Se suponía que era a él a quien le darían las riendas de la compañía. Lo suponía él y lo suponía su mujer Georgia (Zoë Tapper), una tipa dominante y exigente, casi una prolongación de las actitudes del padre trasplantadas al hogar familiar. John es un pusilánime y lleva décadas acumulando rabia, y la decisión última de su padre no hace más que aumentar la temperatura de un depósito de rencor que está a punto de reventar.

Por último está Sally (Nikki Amuka-Bird), tercera y joven esposa de Jack Wright, al que le dio dos hijos. Su marido la deja sin una libra y deshereda al hermano mayor, mientras que la hija conserva sus privilegios. Ya averiguarán por qué, ahora no es necesario desvelar tal misterio. Sirvan estas breves descripciones para que se hagan una idea de lo que encontrarán en esta producción británica. Un arsenal de secretos que no cabría en la Biblioteca Nacional.

Una patulea de mentirosos que siempre tiene algo que esconder, desde relaciones extramatrimoniales hasta bancarrotas inesperadas, pasando por tejemanejes empresariales sellados con la palabra fracaso.

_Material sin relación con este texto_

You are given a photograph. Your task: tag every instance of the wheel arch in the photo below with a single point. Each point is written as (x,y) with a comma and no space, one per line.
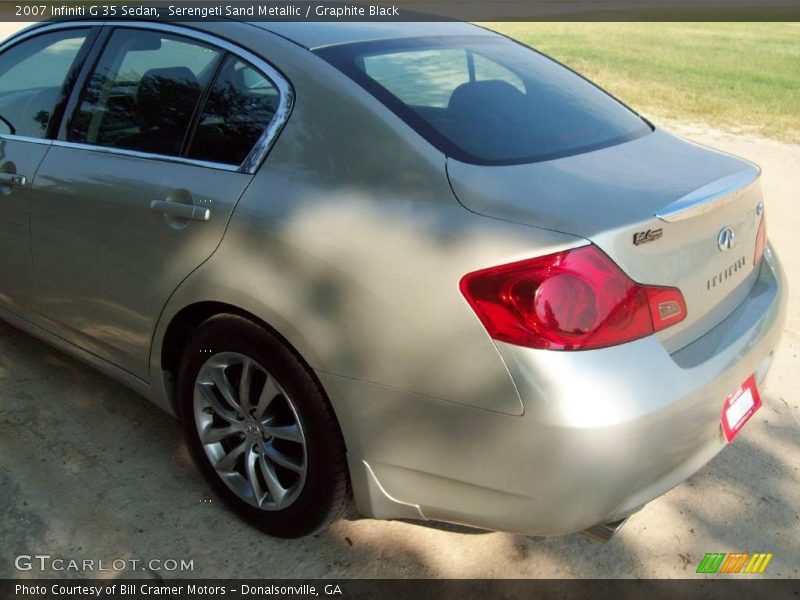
(174,330)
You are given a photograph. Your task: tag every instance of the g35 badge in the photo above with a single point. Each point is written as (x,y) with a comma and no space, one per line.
(643,237)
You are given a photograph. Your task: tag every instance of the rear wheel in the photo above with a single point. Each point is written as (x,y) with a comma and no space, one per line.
(260,429)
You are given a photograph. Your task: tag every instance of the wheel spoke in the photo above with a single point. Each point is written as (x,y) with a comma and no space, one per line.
(250,468)
(279,458)
(269,392)
(244,386)
(228,462)
(211,435)
(224,386)
(224,412)
(276,491)
(284,432)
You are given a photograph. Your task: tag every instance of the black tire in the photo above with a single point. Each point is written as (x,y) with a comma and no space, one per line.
(325,495)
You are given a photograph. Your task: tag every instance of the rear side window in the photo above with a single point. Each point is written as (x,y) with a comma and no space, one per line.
(240,106)
(488,100)
(32,78)
(144,92)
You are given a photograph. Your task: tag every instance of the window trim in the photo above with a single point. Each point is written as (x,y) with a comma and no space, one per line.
(258,152)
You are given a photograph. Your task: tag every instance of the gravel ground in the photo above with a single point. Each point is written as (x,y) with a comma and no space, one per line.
(88,469)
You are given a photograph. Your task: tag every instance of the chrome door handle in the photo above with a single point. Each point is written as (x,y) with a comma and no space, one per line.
(13,179)
(181,211)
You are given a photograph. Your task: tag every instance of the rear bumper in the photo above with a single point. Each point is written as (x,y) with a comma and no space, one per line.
(603,431)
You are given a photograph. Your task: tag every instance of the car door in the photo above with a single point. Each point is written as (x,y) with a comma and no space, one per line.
(158,145)
(35,71)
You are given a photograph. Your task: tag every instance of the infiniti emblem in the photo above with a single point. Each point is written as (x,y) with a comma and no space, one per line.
(725,239)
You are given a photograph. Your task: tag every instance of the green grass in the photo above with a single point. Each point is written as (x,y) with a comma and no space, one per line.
(736,76)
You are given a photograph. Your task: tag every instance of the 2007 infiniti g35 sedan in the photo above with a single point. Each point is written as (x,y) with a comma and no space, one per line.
(419,269)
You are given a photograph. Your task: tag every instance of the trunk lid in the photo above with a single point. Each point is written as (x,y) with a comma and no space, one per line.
(657,206)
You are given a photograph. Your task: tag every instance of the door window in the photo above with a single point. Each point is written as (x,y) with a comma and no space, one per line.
(240,106)
(33,74)
(144,92)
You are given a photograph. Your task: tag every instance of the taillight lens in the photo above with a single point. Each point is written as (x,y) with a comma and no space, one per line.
(573,300)
(761,239)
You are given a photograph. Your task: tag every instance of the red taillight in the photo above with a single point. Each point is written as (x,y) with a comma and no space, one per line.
(573,300)
(761,239)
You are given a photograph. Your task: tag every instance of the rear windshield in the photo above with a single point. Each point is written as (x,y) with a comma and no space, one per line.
(486,99)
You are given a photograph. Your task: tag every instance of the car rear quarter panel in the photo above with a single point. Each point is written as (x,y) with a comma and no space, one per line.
(350,243)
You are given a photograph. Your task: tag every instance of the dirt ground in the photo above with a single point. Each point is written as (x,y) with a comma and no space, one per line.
(88,469)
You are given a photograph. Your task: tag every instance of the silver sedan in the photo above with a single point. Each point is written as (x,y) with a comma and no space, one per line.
(419,270)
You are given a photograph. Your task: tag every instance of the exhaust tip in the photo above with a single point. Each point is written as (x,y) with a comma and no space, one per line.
(604,531)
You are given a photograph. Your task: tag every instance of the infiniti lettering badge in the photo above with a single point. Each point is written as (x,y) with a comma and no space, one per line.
(725,239)
(726,273)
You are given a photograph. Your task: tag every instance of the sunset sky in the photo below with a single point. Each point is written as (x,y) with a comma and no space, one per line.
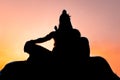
(23,20)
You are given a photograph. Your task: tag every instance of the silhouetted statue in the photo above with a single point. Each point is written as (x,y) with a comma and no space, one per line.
(69,59)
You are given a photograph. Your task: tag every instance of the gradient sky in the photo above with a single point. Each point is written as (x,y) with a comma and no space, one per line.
(23,20)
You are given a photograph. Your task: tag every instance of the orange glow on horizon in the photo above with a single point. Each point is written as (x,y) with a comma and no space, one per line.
(23,20)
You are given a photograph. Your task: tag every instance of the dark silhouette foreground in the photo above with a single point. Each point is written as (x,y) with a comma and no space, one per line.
(69,59)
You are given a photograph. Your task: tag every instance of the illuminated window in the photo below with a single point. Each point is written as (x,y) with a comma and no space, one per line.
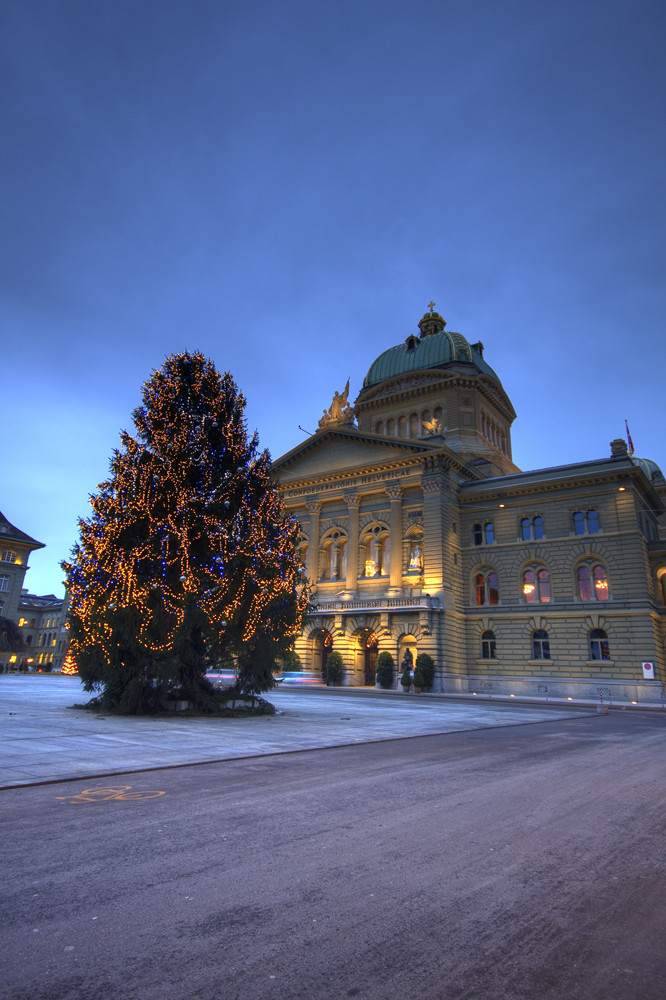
(334,565)
(531,527)
(586,523)
(536,586)
(540,645)
(599,648)
(376,552)
(488,646)
(415,553)
(592,582)
(486,589)
(483,533)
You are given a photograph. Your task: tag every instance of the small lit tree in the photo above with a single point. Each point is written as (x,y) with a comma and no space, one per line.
(188,558)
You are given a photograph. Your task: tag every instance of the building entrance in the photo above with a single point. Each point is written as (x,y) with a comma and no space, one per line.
(323,644)
(369,640)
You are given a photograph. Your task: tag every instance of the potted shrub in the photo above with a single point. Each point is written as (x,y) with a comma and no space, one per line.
(426,665)
(334,669)
(385,667)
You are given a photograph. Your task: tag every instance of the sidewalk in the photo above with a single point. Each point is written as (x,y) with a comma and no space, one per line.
(43,739)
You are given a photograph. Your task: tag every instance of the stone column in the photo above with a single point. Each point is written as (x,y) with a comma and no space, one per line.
(312,561)
(394,494)
(353,502)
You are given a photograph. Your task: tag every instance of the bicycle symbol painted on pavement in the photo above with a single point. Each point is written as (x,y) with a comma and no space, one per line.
(108,793)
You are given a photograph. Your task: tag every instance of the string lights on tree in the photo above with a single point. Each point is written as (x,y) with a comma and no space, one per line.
(188,559)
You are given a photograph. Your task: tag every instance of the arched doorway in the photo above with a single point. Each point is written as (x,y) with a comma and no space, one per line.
(322,646)
(368,643)
(407,653)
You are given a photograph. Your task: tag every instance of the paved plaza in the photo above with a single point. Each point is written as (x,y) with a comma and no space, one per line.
(45,739)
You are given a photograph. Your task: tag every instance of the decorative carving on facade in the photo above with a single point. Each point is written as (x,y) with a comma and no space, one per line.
(433,428)
(340,413)
(365,603)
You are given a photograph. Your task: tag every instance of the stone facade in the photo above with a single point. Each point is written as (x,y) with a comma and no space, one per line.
(15,547)
(420,534)
(42,622)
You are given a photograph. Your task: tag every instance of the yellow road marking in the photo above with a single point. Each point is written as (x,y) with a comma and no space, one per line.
(108,793)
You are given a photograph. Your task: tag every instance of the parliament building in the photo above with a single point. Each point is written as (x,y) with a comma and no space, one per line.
(420,534)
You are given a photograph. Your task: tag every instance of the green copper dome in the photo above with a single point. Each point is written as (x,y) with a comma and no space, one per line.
(435,348)
(650,468)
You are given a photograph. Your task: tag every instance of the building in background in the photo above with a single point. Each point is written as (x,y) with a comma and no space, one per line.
(42,623)
(420,534)
(15,548)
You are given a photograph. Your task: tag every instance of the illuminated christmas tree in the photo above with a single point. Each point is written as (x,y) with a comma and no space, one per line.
(187,560)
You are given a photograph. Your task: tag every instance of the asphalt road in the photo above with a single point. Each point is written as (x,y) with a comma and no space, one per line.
(524,862)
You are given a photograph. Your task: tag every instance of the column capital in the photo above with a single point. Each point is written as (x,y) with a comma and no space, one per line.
(432,486)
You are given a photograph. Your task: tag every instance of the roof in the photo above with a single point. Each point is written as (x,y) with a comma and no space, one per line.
(9,532)
(437,350)
(650,468)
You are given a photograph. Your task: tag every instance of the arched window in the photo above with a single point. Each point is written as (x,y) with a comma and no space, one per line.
(483,533)
(488,646)
(536,586)
(415,553)
(599,648)
(486,589)
(376,551)
(592,582)
(586,523)
(334,558)
(531,527)
(579,523)
(303,553)
(540,645)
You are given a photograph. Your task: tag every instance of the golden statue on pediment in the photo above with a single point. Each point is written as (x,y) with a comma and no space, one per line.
(340,413)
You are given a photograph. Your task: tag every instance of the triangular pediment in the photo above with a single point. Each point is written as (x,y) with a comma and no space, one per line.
(347,449)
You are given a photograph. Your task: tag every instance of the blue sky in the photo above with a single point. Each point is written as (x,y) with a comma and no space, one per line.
(285,186)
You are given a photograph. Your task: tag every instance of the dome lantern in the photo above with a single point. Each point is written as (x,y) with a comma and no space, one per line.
(431,322)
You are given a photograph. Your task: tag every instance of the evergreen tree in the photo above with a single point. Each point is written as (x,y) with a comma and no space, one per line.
(187,559)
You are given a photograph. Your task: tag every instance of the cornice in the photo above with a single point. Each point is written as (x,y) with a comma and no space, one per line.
(405,388)
(408,471)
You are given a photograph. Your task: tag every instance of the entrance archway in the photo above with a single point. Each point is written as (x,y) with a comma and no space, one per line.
(322,646)
(407,652)
(368,644)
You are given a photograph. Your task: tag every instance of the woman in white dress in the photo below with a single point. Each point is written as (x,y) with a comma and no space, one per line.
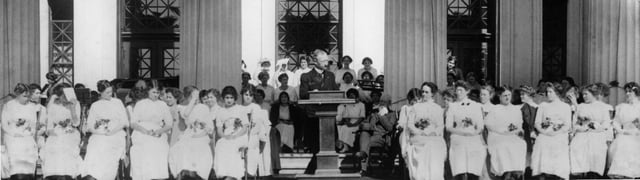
(18,125)
(348,120)
(61,153)
(506,145)
(285,87)
(106,121)
(588,149)
(413,96)
(427,148)
(172,96)
(486,93)
(151,121)
(625,163)
(550,157)
(259,151)
(465,123)
(231,126)
(191,156)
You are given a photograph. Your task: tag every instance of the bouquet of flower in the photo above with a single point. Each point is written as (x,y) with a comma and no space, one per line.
(512,127)
(423,124)
(636,123)
(65,125)
(231,126)
(586,121)
(198,126)
(467,122)
(548,123)
(102,124)
(21,124)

Chris Lang, un tahúr metido a guionista, estructura los seis episodios de esta primera temporada en dos tiempos, de modo que los implicados son entrevistados para una suerte de documental que imita los modos del true crime y que podemos situar en el presente narrativo, lugar desde donde la narración retrocede para ir contándonos qué sucedió tras la muerte del magnate. Lang dosifica la información como si fuese un dealer; de hecho, hasta los sets elegidos para las entrevistas dan pie a que pensemos que varios de ellos hablan desde la cárcel.

‘Yo, Jack Wright’.

La serie se abona al golpe de efecto continuo, ya sea a través de la interposición de juicio intrafamiliar mediante el cual Graham, John y Sally tratan de recuperar parte del dinero perdido demandando a Emily (que es hija de Graham), o bien mediante el descubrimiento de oscuros secretos que resultan difíciles de sostener. Todo lo que acontece en el seno del matrimonio John/Georgia recuerda a algunos episodios nacionales en los que las esposas nunca sabían lo que hacían sus maridos, desde Julián Muñoz y Mayte Zaldívar, hasta Iñaki Urdangarín y la infanta Cristina (en este caso funciona a la inversa).

El uso de diversos puntos de vista permite a Lang ocultar datos relevantes y mostrarlos cuando le interesan, por lo que todavía resulta más imperdonable que algunos pasajes se repitan hasta la saciedad (las amenazas a Graham y sus reiteradas peticiones de dinero, por ejemplo).

La dirección de Tom Vaughan se limita a trabajar con recursos que funcionan: como acogotar a los acusados asfixiando los encuadres cuando son interrogados o imitando la realización de Line of Duty (Jed Mercurio, 2012-2021) en los numerosos interrogatorios que salpican cada capítulo.

Yo, Jack Wright es una serie que lo fía todo a las ansias del espectador por alcanzar un desenlace, más pendiente de lo que sucederá que de lo que realmente está pasando, un pasatiempo de fácil digestión y borrado inmediato. Como ya habrán intuido, la respuesta definitiva al misterio que se plantea no llega al final del último episodio. Probablemente, la expresión to be continued sea la favorita de Chris Lang.